Preclinical toxicity assessment of immunotherapies
Unleashing the power of the immune system is efficacious to kill tumors, but its over-activation can lead to serious adverse events. Infamously, the CD28 super-agonist TGN1412 caused a life threatening cytokine release syndrome (CRS) when first infused into healthy volunteers. However, the drug was innocuous when tested in in vitro assays using human peripheral blood mononuclear cells (PBMCs) and in vivo using mice, rats, and monkeys. Other immune cell engagers, either alone or in combination, have led to severe CRS in patients as well. Until recently, adequate preclinical tools that can predict CRS quickly, sensitively, and reliably have been missing. Dr.

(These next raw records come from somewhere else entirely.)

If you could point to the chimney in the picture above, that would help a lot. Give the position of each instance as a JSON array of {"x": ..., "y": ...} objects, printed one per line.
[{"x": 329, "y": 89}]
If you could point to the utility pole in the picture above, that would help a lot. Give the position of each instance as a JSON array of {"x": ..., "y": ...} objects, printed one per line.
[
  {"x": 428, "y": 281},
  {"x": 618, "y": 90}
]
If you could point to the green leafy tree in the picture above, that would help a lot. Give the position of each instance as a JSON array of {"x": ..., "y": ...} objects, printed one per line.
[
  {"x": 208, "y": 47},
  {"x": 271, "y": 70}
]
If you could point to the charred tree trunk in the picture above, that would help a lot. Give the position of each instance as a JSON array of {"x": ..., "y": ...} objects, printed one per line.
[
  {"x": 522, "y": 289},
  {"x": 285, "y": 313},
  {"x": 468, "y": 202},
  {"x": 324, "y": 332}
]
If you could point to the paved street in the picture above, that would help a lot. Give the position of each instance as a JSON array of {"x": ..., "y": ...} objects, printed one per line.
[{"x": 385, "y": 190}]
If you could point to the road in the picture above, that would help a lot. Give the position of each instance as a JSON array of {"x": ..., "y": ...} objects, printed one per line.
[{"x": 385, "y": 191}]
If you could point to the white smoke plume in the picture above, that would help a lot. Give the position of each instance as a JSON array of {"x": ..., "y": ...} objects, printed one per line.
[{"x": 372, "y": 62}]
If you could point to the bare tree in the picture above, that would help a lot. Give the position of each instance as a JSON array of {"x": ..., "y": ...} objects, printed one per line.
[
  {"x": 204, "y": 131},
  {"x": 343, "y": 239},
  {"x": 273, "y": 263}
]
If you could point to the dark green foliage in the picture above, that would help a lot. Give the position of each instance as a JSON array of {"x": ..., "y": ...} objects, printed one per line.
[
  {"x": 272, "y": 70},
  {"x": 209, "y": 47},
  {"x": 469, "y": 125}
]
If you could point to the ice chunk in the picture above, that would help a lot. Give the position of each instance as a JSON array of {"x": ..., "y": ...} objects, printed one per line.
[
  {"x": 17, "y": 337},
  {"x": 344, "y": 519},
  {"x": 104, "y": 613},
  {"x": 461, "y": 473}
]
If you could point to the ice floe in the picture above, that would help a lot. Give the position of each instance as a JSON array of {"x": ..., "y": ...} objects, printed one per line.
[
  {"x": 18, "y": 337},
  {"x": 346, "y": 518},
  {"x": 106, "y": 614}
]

James Keck’steam at JAXemploys the engraftment of human PBMCs into immunodeficient mice to assess the propensity of immunomodulatory molecules that cause CRS. The platform can detect TGN1412 toxicity, unlike any of the assays used in the past. The assay can predict how an antibody lead behaves across a panel of distinct PBMC donors to understand donor-specific differences in response, allowing the selection of antibody candidates early in development based on their safety profile. Due to its sensitivity and specificity, the model can also be employed to estimate the safe dose on a new investigational drug before going first in man.
In summary, the development of new treatment paradigms, such as antibody immunotherapies, require appropriate preclinical in vivo tools. In the past few years, the development of innovative mouse models has proven highly successful in de-risking the preclinical PK/PD, efficacy and safety phases of the therapeutic antibody development pipeline, and drug developers now have access to a new generation of sophisticated tools that can guide them in the intricate path that leads to the successful development of a novel therapeutic antibody.